Квадрат кивнул Слепухину присаживаться на соседнюю шконку (проход тут между шконками пошире, и сидеть удобно — не колени в колени, еще и табуреточку приспособил Квадрат посередине). Подоспел шнырь и бережно поставил на табурет закипяченный чаплак.

— На пике стоят? — не глядя на шныря, Квардат засыпал лошпарь чая в чаплак, и не плиточного, а весовуху, да по-щедрому, с присыпком.

— Со всех сторон расставил, не нагрянут.

Шнырь выждал чуток других каких поручений и умотал.

— Закуривай, — Квадрат бросил рядом с чаплаком пачку вольных, с фильтром. — Чего там? — Квадрат неопределенно мотнул головой, но Слепухин понял, что «там» означает — «в каптерке».

— Книжку листают, у Проказы выдурили… Инструкции по работе с нами, чего можно, чего нельзя, — Слепухин неторопливо разминал сигарету, прицеливаясь, когда Квадрат закурит, и загадывал: подставит он свою зажигалку или нет.

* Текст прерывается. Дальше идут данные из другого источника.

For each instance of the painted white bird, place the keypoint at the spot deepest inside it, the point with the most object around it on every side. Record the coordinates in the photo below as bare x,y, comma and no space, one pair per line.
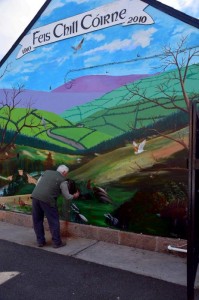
79,46
139,148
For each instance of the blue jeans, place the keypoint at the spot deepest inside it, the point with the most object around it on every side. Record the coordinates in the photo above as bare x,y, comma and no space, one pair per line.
39,210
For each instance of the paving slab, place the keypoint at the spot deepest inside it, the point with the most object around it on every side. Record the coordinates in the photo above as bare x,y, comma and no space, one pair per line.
166,267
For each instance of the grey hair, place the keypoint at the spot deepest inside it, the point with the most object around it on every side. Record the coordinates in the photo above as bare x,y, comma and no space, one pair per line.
62,168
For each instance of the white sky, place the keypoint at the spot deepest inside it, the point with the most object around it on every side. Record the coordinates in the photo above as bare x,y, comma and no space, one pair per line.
15,15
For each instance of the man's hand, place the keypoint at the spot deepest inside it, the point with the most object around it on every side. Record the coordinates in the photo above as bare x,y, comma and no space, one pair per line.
76,195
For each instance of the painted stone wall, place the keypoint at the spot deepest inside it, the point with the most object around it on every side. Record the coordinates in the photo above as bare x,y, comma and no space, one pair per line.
103,87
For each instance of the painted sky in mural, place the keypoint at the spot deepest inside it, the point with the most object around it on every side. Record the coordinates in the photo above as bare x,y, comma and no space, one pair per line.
102,51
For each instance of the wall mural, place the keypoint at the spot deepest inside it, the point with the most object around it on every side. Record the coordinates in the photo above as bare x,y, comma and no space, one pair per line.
103,87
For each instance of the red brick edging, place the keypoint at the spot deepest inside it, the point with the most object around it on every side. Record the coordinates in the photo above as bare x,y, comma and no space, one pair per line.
141,241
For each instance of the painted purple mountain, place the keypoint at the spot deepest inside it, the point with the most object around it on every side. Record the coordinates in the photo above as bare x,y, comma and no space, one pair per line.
97,83
80,91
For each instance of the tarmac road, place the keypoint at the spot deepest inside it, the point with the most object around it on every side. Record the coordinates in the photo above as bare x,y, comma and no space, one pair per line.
45,275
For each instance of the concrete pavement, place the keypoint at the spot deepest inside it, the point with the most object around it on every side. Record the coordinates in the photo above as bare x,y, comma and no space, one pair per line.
167,267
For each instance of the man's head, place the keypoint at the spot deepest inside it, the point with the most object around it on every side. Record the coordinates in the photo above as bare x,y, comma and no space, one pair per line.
63,170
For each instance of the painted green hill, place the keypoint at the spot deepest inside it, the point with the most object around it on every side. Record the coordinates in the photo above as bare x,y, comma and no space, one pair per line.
118,111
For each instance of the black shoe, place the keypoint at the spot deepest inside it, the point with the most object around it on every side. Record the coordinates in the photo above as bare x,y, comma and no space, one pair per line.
62,244
41,244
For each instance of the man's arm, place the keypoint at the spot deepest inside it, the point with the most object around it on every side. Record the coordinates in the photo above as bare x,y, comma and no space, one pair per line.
65,192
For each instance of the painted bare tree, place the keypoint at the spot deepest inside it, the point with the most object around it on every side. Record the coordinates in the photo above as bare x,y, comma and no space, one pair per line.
179,60
10,126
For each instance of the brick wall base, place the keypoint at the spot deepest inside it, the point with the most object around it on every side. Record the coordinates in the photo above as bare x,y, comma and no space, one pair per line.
68,229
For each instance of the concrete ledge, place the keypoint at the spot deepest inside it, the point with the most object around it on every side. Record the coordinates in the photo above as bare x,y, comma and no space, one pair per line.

Подставил! теперь все путем будет!

— Ну и что там можно, а что — нельзя? — насмешничал Квадрат.

— А все нельзя, — в тон ему отозвался Слепухин. — Я краешком только глянул, там же инструкций этих — выше крыши… Вот зажигалка твоя, к примеру, совсем нельзя, даже и перечислена особо, ну а всего, чего нельзя, не упомнить. Спать до отбоя, не спать после отбоя — все нельзя…

— А что можно?

— А можно приветствовать начальство, только обязательно громко и внятно, ну и еще — можно добиваться права на труд, если тебя этого самого права лишают почему-то.

— Ладно, порожняк это. Тут такое дело есть… — Квадрат замолчал, выжидая, не поторопит ли Слепухин, не замельтешит ли, будто у Слепухина совсем уже мозги набекрень. — Слыхал, наверно? семейник мой вчистую откинулся.

— Угробили, волки, — (как же не услышать! вчера еще с подъемом выпорхнула эта новость из ШИЗО и мигом разнеслась по зоне, но вот ведь скотская жизнь — вчера только из человека всю кровь выпили, и не вспомнилось за весь день, потонуло в прошлом, куда и оглянуться некогда.) — Узналось что?

— Узналось… но это потом, а к тебе у меня такое дело: как ты смотришь, чтобы место его занять?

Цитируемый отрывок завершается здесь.